Let's start by computing the accuracy of our model on the training set.
np.mean(lr_model.predict(X_tr) == labels_tr, axis=0)
np.float64(0.8488541666666667)
One of the issues with the training set is that the model may have overfit to the training data, meaning it performs well on the training set but poorly on unseen data. Intuitively, this is like practicing on a set of questions and then getting those same questions right on a test, but not being able to answer new questions that are similar but not identical.
To assess the model's performance on unseen data, we will evaluate it on the test set. Recall, the test set is a separate portion of the dataset that was not used during training.
X_te = featurizer(images_te)
np.mean(lr_model.predict(X_te) == labels_te, axis=0)
np.float64(0.84075)
from sklearn.metrics import accuracy_score
train_acc = accuracy_score(labels_tr, lr_model.predict(X_tr))
val_acc = accuracy_score(labels_val, lr_model.predict(X_val))
test_acc = accuracy_score(labels_te, lr_model.predict(X_te))
print("Train accuracy:", train_acc)
print("Validation accuracy:", val_acc)
print("Test accuracy:", test_acc)
Train accuracy: 0.8488541666666667 Validation accuracy: 0.849375 Test accuracy: 0.84075
The test accuracy is slightly lower than the training accuracy, which is expected. However, the difference is not too large, indicating that the model has not overfit significantly.
Is this accuracy good? What would a random guess yield?
A common way to evaluate a classification model is to compare its accuracy against a baseline. Perhaps the simplest baseline is random guessing, where we randomly assign a class to each image.
What accuracy does random guessing yield?
This would depend on the how frequently each class appears in the test dataset.
np.random.seed(42)
print("Model Accuracy:", np.mean(lr_model.predict(X_val) == labels_val, axis=0))
print("Random Guess Accuracy:",
np.mean(np.random.choice(lr_model.classes_, size=len(labels_te)) == labels_te, axis=0))
Model Accuracy: 0.849375 Random Guess Accuracy: 0.10108333333333333
Does our model struggle with any particular class?
isWrong = lr_model.predict(X_val) != labels_val
# make a histogram with frequency of correct and incorrect predictions
fig = px.histogram(labels_val[isWrong], histnorm='percent')
fig.update_layout(xaxis_title="Label",
yaxis_title="Percentage of Incorrect Predictions")
fig.update_xaxes(categoryorder="total descending")
For classification tasks, we often want to look at more than just accuracy. We can use a confusion matrix to visualize the performance of the model across different classes.

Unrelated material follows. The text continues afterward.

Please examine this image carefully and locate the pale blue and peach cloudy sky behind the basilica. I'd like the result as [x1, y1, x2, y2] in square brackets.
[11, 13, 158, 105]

The confusion matrix shows the number of correct and incorrect predictions for each class.
from sklearn.metrics import confusion_matrix
fig = px.imshow(
confusion_matrix(labels_val, lr_model.predict(X_val)),
color_continuous_scale='Blues'
)
fig.update_layout(
xaxis_title="Predicted Label",
yaxis_title="True Label",
coloraxis_showscale=False,
xaxis=dict(tickmode='array', tickvals=np.arange(len(model.classes_)), ticktext=model.classes_),
yaxis=dict(tickmode='array', tickvals=np.arange(len(model.classes_)), ticktext=model.classes_)
)
Last Thoughts
In the homework, you will have a chance to work with this data and use scikit-learn in more depth. We recommend reading the documentation and tutorial on the scikit-learn website as we go through the course. These provide a great resource for understanding the various functions and capabilities of the library as well as machine learning concepts.